On the factual level, according to Ken Stein’s 1984 book The Land Question in Palestine 1917-1939, Zionists made most of their land purchases in cultivable areas. At least part of these lands were often occupied at the time of purchase by poor tenant farmers, who were compensated in a variety of means but one way or another forced to leave.

It is undoubtedly true that at the same time, Jewish settlement was the chief driver of pre-state Palestine’s economy. Gilder covers this ground well, writing, “Between 1921 and 1942, the Jews increased… the total invested capital from a few hundred thousand dollars to the equivalent of $70 million.” Since that time, Jews have continued to expand the economic potential of the territory currently controlled by Israel, facilitating higher incomes and standards of living for all its inhabitants, whether Arab or Jew, Israeli citizen or not.

But as Vladimir Jabotinsky wrote long ago, the Arabs, like any people, would rather be the poor masters of a country they see as their own than a wealthy minority.

This points to the deeper problem in the argument made by Gilder and Pipes. In justifying the Jewish claim to national independence in the Land of Israel through the morality of their modern conquest or the economic benefit it provides, this leaves open the question of what rights Jews would have if those things were not so.
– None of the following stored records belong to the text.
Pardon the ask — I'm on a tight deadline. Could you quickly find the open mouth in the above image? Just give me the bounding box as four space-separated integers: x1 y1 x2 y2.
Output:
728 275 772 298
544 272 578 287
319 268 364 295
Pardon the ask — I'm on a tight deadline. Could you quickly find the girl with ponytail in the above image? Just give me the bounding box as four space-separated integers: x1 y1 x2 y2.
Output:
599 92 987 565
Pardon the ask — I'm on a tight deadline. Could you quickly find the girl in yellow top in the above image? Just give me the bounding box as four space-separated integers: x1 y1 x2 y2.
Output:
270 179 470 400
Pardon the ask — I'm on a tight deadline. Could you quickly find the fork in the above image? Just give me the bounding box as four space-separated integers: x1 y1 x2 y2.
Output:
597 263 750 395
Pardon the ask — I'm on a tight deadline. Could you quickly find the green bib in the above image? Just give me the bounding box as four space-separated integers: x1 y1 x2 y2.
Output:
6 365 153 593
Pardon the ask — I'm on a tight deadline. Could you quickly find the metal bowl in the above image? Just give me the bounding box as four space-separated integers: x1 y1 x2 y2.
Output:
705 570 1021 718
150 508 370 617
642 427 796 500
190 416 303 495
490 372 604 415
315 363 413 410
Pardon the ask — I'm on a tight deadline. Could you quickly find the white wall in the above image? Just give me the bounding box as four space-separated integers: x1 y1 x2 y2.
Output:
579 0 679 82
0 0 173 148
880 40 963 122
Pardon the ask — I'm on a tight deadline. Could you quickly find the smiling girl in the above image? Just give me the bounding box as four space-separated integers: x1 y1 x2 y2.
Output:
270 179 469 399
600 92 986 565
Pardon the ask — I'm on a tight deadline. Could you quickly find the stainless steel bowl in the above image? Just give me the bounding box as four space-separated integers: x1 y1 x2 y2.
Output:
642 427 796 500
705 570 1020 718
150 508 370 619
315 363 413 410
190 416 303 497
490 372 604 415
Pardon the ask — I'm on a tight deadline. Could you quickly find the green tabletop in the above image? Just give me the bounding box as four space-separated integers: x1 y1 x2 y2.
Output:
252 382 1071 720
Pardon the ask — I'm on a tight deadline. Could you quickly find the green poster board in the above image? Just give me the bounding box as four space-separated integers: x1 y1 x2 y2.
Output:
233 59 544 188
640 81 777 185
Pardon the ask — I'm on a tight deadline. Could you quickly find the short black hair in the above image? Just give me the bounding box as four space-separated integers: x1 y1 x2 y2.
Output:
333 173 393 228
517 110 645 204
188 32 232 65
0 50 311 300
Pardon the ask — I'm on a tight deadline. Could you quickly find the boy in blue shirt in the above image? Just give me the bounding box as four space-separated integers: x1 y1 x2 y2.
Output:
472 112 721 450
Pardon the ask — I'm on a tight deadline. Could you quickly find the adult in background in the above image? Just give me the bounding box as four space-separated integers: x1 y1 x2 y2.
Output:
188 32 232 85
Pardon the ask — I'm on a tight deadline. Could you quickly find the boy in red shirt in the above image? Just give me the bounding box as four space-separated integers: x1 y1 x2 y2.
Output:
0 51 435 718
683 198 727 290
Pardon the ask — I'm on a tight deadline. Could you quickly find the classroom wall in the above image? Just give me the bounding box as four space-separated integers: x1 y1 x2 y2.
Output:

The truth, once well understood by those Zionist land purchasers, is the Jewish claim to the land is at least equal to that of the Arabs. It doesn’t matter much how the land was acquired (though we did so legally) or what kind of land it was that we bought. It was – and is – ours by the natural right of the Jewish people to political independence in their native homeland. Even if the dire poverty of the Pale of Settlement had been recreated in Israel or if the Jews had mistreated the Arabs in the manner of the worst anti-Israelist fantasies, the land would still belong to them, for there is probably no people with as profound a connection to a spot of earth as the Jews to the Land of Israel, and there is only one Jewish state.

Israelis may grant the rights of another people in their land and be willing to compromise with them for peace. But until American advocates for Israel are able to follow the stirring example set by Benjamin Netanyahu in his address to Congress last month, in which he reiterated well the Jewish right to our homeland, they will forever find themselves defending that which requires no defense.